Mississippi Federation Takes Aim at Human Trafficking
Awareness Campaign brings hope to trafficked victims, sends message to traffickers that MS is not their safe haven
The Mississippi Federation of Republican Women began promoting human trafficking awareness at its Legislative Day luncheon in March 2017 with a captivating speaker, Jody Dyess of FREE International, who stunned legislators and Republican women with his knowledge and experiences in dealing with human trafficking. Immediately afterward, they began their awareness campaign by encouraging MFRW clubs to host community seminars to help point out the signs of victims and bring awareness of trafficking to their communities.
The MFRW Legislation & Research Committee learned that promoting the National Human Trafficking Hotline is one of the most effective ways to increase human trafficking arrests. The toll-free hotline (888-373-7888) is available to answer calls from anywhere in the country, 24 hours a day, every day of the year, in more than 200 languages.
In conjunction with their biennial convention last October, the MFRW executive committee budgeted $7,500 to promote human trafficking awareness through billboard placements and hotline stickers. They also sent a letter to Governor Phil Bryant requesting that he direct, where feasible, the placement of the national human trafficking hotline on all agencies' websites under his purview.

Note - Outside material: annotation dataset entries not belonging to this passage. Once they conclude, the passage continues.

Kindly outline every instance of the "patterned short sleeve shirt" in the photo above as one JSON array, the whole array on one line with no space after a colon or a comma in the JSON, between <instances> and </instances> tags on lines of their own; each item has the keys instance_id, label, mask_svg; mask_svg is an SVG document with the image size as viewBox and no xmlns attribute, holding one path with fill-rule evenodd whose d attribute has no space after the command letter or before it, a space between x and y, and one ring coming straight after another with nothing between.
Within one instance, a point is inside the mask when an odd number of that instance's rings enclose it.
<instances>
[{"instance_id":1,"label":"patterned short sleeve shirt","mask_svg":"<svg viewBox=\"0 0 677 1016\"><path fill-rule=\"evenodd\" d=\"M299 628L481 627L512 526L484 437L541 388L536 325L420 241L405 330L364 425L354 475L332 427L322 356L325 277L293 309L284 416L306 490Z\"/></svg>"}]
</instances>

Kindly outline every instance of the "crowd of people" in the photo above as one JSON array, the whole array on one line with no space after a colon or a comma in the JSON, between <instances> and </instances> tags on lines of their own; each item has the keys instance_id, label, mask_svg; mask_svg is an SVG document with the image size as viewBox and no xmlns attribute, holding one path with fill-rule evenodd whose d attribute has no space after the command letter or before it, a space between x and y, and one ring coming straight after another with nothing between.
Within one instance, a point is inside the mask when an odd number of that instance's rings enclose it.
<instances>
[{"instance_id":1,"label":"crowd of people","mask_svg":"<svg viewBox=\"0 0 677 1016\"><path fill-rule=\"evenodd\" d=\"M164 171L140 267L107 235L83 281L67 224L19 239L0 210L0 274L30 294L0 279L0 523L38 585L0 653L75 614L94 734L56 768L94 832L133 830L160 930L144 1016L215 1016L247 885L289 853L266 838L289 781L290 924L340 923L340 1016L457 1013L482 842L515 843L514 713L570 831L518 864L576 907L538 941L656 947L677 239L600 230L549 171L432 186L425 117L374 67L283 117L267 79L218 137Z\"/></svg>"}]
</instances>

They also learned the safest place for a victim of human trafficking to ask for help is in a public bathroom stall, so they designed and had printed 5,000 hotline stickers that will be strategically placed in public bathroom stalls throughout the state.
Understanding that the Jackson and Gulf Coast areas are major hubs for trafficking, they secured digital billboards in these areas to promote the hotline number during select large events in the state. These events are the Dixie National Rodeo (Jackson, Feb 8-14), Cruisin' the Coast (classic car show - Mississippi Gulf Coast, Sept 30 - Oct 7), Mississippi State Fair (Jackson, Oct 4-15), and the Sanderson Farms Championship (PGA golf tournament - Jackson, Oct 22-28).
Recently, two MFRW members attended a meeting with Mississippi Department of Human Services and Mississippi Department of Child Protection Services to discuss human trafficking awareness. The agencies committed to join the MFRW in their campaign to promote the National Human Trafficking Hotline by running hotline ads on all of their active digital billboards and media outlets as well as adding the hotline number to their websites.
The agencies are also distributing 3,000 of the MFRW's hotline stickers to their five regional directors and county directors, who will place the stickers in their county office bathroom stalls as well as buildings that house economic assistance staff, child support staff, and child protective services staff. In addition, when county directors meet with boards of supervisors, chambers of commerce and other community-based organizations, they will give them stickers to place in their buildings' bathroom stalls. They have also offered to print additional hotline stickers which will include information for texting the Hotline (text HELP to BeFree - 233733).
A state senator who attended the meeting reached out to two media firms. As a result, a major outdoor advertising company has offered to donate additional space for the National Human Trafficking Hotline on their unused billboards and digital screens. And just this week the MFRW was informed that several television stations in the state are now in the process of cutting human trafficking awareness ads and running them, at no cost to the MFRW. At least one station has plans to run a two-part special on human trafficking, and a conservative talk radio network has indicated interest in partnering with the MFRW to help promote human trafficking awareness.
The MFRW is humbled and amazed by the magnitude in which this awareness campaign has grown. They hope the public education of human trafficking warning signs and placement of the National Human Trafficking Hotline front and center in their state will not only bring hope to trafficked victims, but also send a message to traffickers that Mississippi is not their safe haven.